1. A lente do olho direito é escurecida enquanto um projetor apresenta a imagem dirigida ao olho esquerdo.

 

2. A seguir, com o olho esquerdo tapado, inverte-se o processo. Como tudo acontece rapidamente, o cérebro une as duas imagens, dai resultando o efeito 3-D.

 

3. 0 cinema de tela côncava aumenta a ilusão ao impedir que o espectador veja onde termina a imagem.

 

 

 

 

A alternativa do iglu

O Brasil pode ser um país tropical, mas muitos brasileiros já entraram alguma vez numa espécie de iglu, a habitação típica dos esquimós — sem ir muito longe. Mantido inflado por um sistema de ventilação constante, o iglu de lona que serve como sala de exibição itinerante para os filmes de ação em telas de 180 graus é uma forma conhecida em diversas cidades desde o final da década de 70. Criada pela empresa americana Omnivision ainda na década anterior, essa tecnologia é, na verdade, bem mais simples que a da Imax. Metade da parede do próprio iglu — uma porção de esfera de 16 metros de diâmetro por 9 de altura — é revestida de branco e constitui a tela para as imagens de um projetor colocado na parede oposta. “Trata-se de um projetor de cinema comum, com filme de 70 milímetros e uma lente importada que gera a curvatura da imagem”, descreve o engenheiro mecânico Laerte de Souza, responsável há dez anos pelos equipamentos do parque de diversões Playcenter, em São Paulo.

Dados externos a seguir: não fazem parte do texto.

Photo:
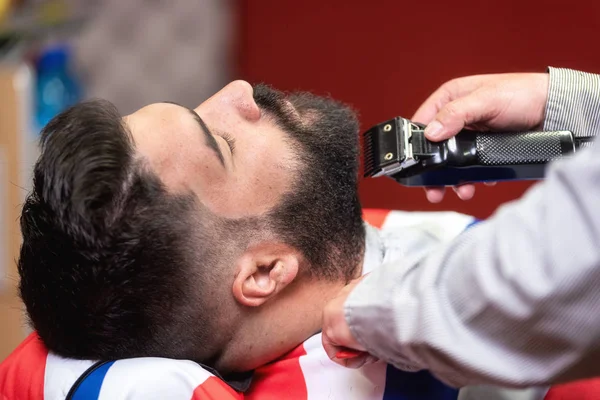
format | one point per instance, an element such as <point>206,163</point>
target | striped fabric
<point>568,87</point>
<point>306,373</point>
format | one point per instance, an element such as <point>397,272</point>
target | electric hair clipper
<point>398,148</point>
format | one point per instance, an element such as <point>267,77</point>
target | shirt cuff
<point>573,102</point>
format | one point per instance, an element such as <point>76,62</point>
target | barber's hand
<point>483,102</point>
<point>337,338</point>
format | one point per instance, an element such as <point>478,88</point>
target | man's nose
<point>236,96</point>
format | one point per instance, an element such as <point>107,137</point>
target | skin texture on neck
<point>277,327</point>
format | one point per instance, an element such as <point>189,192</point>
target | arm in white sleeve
<point>515,300</point>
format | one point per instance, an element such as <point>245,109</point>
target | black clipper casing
<point>398,148</point>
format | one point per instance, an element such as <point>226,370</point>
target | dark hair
<point>322,215</point>
<point>106,260</point>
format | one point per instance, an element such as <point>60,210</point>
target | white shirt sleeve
<point>514,300</point>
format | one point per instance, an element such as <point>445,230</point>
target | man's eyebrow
<point>209,137</point>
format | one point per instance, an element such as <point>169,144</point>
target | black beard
<point>322,217</point>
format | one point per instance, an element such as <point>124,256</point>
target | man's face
<point>239,150</point>
<point>254,152</point>
<point>238,161</point>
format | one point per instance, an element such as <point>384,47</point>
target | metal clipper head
<point>389,147</point>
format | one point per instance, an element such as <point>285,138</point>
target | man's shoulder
<point>31,372</point>
<point>442,225</point>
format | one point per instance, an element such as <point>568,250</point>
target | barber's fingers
<point>446,93</point>
<point>436,194</point>
<point>468,110</point>
<point>464,192</point>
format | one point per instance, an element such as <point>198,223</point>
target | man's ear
<point>263,271</point>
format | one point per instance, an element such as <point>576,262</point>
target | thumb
<point>464,111</point>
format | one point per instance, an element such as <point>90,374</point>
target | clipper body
<point>398,148</point>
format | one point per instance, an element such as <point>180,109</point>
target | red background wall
<point>386,57</point>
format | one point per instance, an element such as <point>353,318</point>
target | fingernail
<point>371,360</point>
<point>434,130</point>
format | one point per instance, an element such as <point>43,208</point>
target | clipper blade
<point>383,146</point>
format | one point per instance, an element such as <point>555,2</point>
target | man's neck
<point>282,324</point>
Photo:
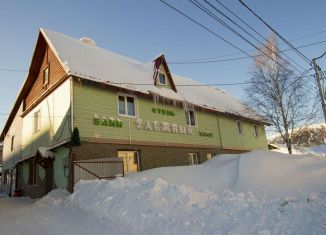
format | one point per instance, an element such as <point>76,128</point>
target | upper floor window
<point>12,144</point>
<point>37,121</point>
<point>190,117</point>
<point>127,105</point>
<point>239,125</point>
<point>256,130</point>
<point>193,159</point>
<point>162,79</point>
<point>46,76</point>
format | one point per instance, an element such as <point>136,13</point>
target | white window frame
<point>256,131</point>
<point>159,80</point>
<point>187,115</point>
<point>37,121</point>
<point>193,159</point>
<point>126,106</point>
<point>46,79</point>
<point>239,127</point>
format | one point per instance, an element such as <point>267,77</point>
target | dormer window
<point>46,76</point>
<point>162,79</point>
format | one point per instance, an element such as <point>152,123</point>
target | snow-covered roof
<point>101,65</point>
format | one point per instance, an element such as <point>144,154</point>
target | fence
<point>104,168</point>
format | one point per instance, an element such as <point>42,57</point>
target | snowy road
<point>19,216</point>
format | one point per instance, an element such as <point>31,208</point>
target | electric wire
<point>212,15</point>
<point>278,34</point>
<point>211,59</point>
<point>259,34</point>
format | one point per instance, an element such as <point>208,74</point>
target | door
<point>130,160</point>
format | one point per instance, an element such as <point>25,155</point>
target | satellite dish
<point>88,41</point>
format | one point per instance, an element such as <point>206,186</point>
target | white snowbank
<point>317,151</point>
<point>255,193</point>
<point>257,171</point>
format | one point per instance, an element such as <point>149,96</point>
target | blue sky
<point>142,29</point>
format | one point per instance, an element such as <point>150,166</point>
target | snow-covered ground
<point>254,193</point>
<point>319,150</point>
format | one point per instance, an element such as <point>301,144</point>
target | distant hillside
<point>308,136</point>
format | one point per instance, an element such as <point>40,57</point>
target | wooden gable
<point>55,71</point>
<point>33,90</point>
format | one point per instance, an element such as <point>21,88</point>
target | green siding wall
<point>60,178</point>
<point>231,139</point>
<point>90,100</point>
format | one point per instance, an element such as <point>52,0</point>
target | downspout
<point>219,131</point>
<point>71,105</point>
<point>71,148</point>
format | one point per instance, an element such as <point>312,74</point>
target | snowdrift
<point>255,193</point>
<point>258,171</point>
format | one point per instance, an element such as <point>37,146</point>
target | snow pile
<point>255,193</point>
<point>317,151</point>
<point>256,171</point>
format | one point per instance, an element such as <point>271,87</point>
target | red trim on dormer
<point>160,60</point>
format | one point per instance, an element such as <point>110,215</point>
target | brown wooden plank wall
<point>56,72</point>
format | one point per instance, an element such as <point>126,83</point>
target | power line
<point>13,70</point>
<point>203,61</point>
<point>204,27</point>
<point>280,36</point>
<point>261,36</point>
<point>219,20</point>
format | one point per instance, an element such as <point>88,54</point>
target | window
<point>6,177</point>
<point>32,173</point>
<point>240,130</point>
<point>209,156</point>
<point>193,159</point>
<point>12,144</point>
<point>37,121</point>
<point>162,78</point>
<point>190,117</point>
<point>127,105</point>
<point>256,130</point>
<point>46,76</point>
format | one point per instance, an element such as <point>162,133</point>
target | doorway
<point>130,161</point>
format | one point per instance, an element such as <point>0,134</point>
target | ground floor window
<point>193,158</point>
<point>32,172</point>
<point>255,130</point>
<point>130,160</point>
<point>6,177</point>
<point>210,156</point>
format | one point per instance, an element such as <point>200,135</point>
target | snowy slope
<point>259,193</point>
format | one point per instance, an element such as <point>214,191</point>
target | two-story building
<point>138,112</point>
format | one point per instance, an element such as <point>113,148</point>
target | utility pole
<point>321,92</point>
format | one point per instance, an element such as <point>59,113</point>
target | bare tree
<point>278,94</point>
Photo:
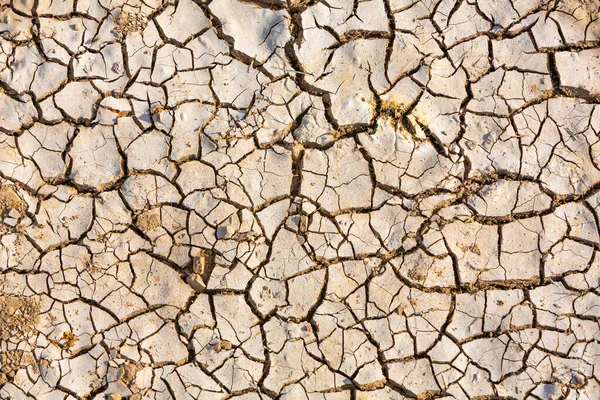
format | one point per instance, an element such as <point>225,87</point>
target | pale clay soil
<point>299,199</point>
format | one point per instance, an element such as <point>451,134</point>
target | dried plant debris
<point>301,200</point>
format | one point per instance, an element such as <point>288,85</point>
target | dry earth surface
<point>301,199</point>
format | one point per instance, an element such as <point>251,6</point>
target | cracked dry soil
<point>299,199</point>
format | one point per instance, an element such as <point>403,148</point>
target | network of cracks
<point>299,199</point>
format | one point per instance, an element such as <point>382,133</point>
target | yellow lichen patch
<point>18,317</point>
<point>10,200</point>
<point>67,341</point>
<point>391,110</point>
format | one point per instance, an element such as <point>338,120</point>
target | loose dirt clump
<point>130,22</point>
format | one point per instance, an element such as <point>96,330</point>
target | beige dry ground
<point>299,200</point>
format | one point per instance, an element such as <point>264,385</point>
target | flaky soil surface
<point>300,200</point>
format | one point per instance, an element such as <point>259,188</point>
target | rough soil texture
<point>300,200</point>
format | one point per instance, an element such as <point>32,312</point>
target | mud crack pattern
<point>301,199</point>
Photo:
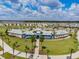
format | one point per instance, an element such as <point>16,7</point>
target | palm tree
<point>14,46</point>
<point>41,39</point>
<point>43,47</point>
<point>1,34</point>
<point>26,50</point>
<point>33,40</point>
<point>71,51</point>
<point>47,52</point>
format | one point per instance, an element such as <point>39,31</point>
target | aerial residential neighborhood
<point>39,29</point>
<point>37,40</point>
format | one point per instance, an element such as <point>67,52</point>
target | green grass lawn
<point>11,40</point>
<point>1,49</point>
<point>60,47</point>
<point>9,56</point>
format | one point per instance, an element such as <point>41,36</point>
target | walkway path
<point>36,54</point>
<point>23,54</point>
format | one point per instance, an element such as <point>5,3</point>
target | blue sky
<point>54,10</point>
<point>68,3</point>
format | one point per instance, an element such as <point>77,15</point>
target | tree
<point>43,47</point>
<point>1,34</point>
<point>47,52</point>
<point>26,50</point>
<point>41,39</point>
<point>33,40</point>
<point>14,46</point>
<point>71,51</point>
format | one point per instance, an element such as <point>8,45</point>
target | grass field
<point>11,40</point>
<point>1,49</point>
<point>9,56</point>
<point>60,47</point>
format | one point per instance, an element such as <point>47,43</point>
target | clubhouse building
<point>26,33</point>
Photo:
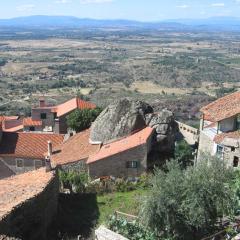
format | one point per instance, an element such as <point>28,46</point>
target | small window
<point>132,164</point>
<point>38,164</point>
<point>235,162</point>
<point>43,116</point>
<point>219,149</point>
<point>238,122</point>
<point>19,163</point>
<point>32,129</point>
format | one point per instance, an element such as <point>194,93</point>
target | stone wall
<point>189,134</point>
<point>31,218</point>
<point>103,233</point>
<point>28,164</point>
<point>36,115</point>
<point>206,145</point>
<point>116,165</point>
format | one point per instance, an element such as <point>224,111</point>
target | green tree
<point>186,204</point>
<point>184,154</point>
<point>80,120</point>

No cinema permanente montado ali em 1978, mais de 60 milhões de pessoas já assistiram a uma dezena de filmes recheados de imagens apropriadas como corridas de carros, vôos sobre precipícios e passeios de montanha-russa. A maior diferença em relação aos sistemas comuns está na lâmpada utilizada, feita de quartzo e de tungstênio, que gera 7 500 watts de luz, em vez dos 4 mil usuais. Além disso, os filmes são rodados em velocidade mais lenta que o normal para que pareçam acelerados durante a projeção. “A idéia é tornar todo o cinema uma lente em que o público se coloca em pé no ponto focal durante uns 12 minutos e experimenta a sensação de desequilíbrio provocada pelas imagens na retina”, define o engenheiro Laerte, que morre de rir ao lembrar das pessoas que terminam a sessão estateladas no chão.